Installed Pirated Software in Nigeria Hits U.S. $287 Million
(AllAfrica Via Acquire Media NewsEdge) Global Software Survey released by BSA shows that 81 percent of software installed on personal computers (PCs) in Nigeria in 2013 was not properly licensed.
The BSA study found the commercial value of unlicensed software in Nigeria reached more than $287 million in 2013; in the Middle East and Africa the commercial value of unlicensed software was over $4.3 billion in 2013.
The survey reported that computer users cite the risk of security threats from malware as the top reason not to use unlicensed software. Among their specific concerns are intrusions by hackers and loss of data. Yet in the enterprise, only 35 percent of companies have written policies in place requiring use of properly licensed software.
"The study clearly shows how much work still has to be done," said Corporate Attorney, Digital Crimes Unit at Microsoft, one of BSA's member companies, Marius Haman . "Reducing unlicensed software use will help to stimulate Nigeria's economy, enhance businesses productivity and better avoid security risks. Security is especially important in light of the growing threat of cybercrime."
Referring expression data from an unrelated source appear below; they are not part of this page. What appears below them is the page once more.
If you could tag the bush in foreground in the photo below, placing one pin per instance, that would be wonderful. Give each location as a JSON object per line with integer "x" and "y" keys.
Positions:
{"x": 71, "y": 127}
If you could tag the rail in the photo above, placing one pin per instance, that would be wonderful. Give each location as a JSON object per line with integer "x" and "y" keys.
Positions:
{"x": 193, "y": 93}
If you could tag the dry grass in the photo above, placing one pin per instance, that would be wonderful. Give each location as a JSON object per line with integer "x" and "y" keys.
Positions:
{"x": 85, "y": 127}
Globally, unlicensed software use continues to be a major problem with 43 percent of the software installed on PCs around the world not properly licensed. Emerging markets now account for 56 percent of all PCs in use globally -- and nearly three-quarters of all unlicensed software installations (73 percent). That trend is likely to continue.
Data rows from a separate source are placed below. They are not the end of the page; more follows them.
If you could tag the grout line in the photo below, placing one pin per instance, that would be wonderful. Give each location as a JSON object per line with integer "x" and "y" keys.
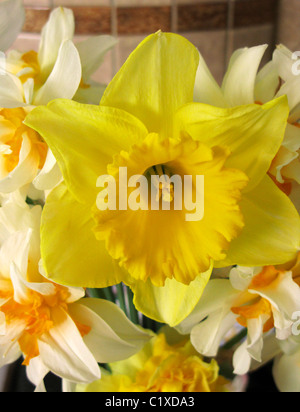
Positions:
{"x": 114, "y": 32}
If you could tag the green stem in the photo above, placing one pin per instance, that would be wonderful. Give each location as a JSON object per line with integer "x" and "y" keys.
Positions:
{"x": 96, "y": 293}
{"x": 132, "y": 310}
{"x": 109, "y": 295}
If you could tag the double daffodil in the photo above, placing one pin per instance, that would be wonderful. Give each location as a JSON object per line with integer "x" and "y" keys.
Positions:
{"x": 147, "y": 122}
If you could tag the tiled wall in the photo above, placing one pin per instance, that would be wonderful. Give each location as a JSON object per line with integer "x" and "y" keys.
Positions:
{"x": 216, "y": 27}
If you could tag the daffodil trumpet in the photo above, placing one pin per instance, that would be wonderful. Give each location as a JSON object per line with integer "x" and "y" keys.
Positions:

One of the alarming trends revealed in the study is the significant gap between workers' and IT managers' awareness of company software policies. A full 42 percent of workers say their companies either do not have a policy on licensed software use or they don't know, while 86 percent of IT managers claim that their companies have either a written policy or an informal one.
It is no surprise, then, that less than half of IT managers surveyed are very confident that their company's software is properly licensed.
"Most people don't know what is installed on their systems. That needs to change," said BSA President and CEO Victoria Espinel.
"There are common-sense steps managers and administrators can take to make sure their organisations are using genuine, properly licensed software."
Another concern for Nigerian businesses is accidental piracy. "As methods to manufacture and sell counterfeit software become more sophisticated, there is an urgent need for greater awareness of this critical problem.
Unsuspecting companies are at risk of downloading or purchasing counterfeit software that can expose them to spyware, malware and viruses that can lead to identity theft, loss of data, and system failures," said Haman.
"Local law enforcement is taking action to tackle unscrupulous resellers and computer shops. An effective partnership between the public and private sector is crucial to reducing unlicensed software use in Nigeria," Haman concluded.